Plaza v. Great Atlantic & Pacific Tea Co.

55 A.D.2d 266 | N.Y. App. Div. | 1976

Lead Opinion

Cardamone, J.

This appeal involves the construction of a tax escalation clause contained in a lease of real property. The original lease dated January 11, 1955 was drawn on a form printed by the respondent A & P Company. It provided that the owner would construct a store with an adjacent parking lot on land which it owned in Tonawanda, N. Y. in accordance with plans and specifications to be approved by A & P. The printed portion of the lease provided in paragraph 13 that "the lessor will pay any and all taxes assessed or imposed upon the said demised premises.” Immediately following this printed clause the following words were typed in: "except such taxes as may be assessed or levied against the property by reason of the lessee’s use and occupancy.” The lease also provided that A & P, as lessee, undertook to pay all water, gas, electricity, lighting, snow removal and heating charges for the building it occupied. Thus, it was made clear that the arrangement between the owner and A & P was for the owner *268to construct on its own land a building and parking lot; all of the expenses occasioned by the use and occupancy of the premises, however, were to be paid by A & P.

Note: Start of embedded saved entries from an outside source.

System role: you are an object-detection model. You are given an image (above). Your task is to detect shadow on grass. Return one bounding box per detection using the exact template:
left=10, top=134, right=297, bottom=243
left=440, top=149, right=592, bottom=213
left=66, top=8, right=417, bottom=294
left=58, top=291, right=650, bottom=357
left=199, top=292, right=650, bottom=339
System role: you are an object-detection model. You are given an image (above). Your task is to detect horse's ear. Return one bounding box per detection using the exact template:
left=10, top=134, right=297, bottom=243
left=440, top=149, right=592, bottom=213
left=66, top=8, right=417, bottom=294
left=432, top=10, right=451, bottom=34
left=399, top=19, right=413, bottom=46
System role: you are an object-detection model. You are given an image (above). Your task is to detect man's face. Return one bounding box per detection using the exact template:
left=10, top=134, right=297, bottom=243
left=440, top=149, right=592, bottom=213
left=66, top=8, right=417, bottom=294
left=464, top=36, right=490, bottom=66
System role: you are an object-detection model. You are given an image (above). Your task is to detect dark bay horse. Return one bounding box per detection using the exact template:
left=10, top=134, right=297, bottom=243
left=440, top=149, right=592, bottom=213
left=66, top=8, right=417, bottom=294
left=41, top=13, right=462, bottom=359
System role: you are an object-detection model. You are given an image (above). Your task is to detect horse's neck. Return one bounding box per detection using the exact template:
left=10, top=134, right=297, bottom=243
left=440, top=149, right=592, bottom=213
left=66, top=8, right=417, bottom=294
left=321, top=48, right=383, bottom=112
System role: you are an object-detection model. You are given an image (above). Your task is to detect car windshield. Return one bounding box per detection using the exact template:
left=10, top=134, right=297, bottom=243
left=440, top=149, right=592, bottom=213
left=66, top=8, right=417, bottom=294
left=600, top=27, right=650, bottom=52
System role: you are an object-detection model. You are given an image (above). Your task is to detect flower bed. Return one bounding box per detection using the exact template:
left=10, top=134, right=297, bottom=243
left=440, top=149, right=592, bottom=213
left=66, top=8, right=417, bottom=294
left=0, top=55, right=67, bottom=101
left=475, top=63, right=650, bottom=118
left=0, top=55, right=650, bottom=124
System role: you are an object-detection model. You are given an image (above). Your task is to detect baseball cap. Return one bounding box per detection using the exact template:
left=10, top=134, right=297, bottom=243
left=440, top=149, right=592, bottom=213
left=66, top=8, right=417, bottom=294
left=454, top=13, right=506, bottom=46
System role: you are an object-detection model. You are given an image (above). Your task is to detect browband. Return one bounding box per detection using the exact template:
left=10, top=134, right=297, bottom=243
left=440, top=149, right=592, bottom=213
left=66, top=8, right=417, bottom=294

The tax escalation clause in question was executed on January 14, 1966. It provided for a term of 8 years and 11 months at a monthly rental of $1,627.50 and granted A & P an option for three five-year renewals at a monthly rental of $1,677.50, "subject to all other terms and conditions expressed in the said lease.” The tax escalation clause which is the crux of this lawsuit was typed into the printed A & P renewal form and reads as follows: "In the event the real estate taxes upon the demised premises for any year falling in whole or in part within the term or renewal options hereby demised shall vary upward in excess of Five Per Cent (5%) of the amount of taxes levied for the full tax year 1965, then the monthly rental herein reserved for any month falling within such tax year shall be increased by one-twelfth of the amount of such excess; provided, however, that in no event shall the rental fixed under this clause vary from the rental under this lease by more than $1006.50 per year. Any adjustment in rental required by this clause shall be made annually within 60 days after the close of the tax year.” The clause further provided that the owner would properly exhibit to the lessee his receipted tax bills, revised assessments, official notices, etc., regarding taxes and that the lessee, at its option, could protest any such increase in real estate taxes. The taxes for the year 1965 were $5,530. They have risen steadily each year, and in 1974 amounted to $9,336.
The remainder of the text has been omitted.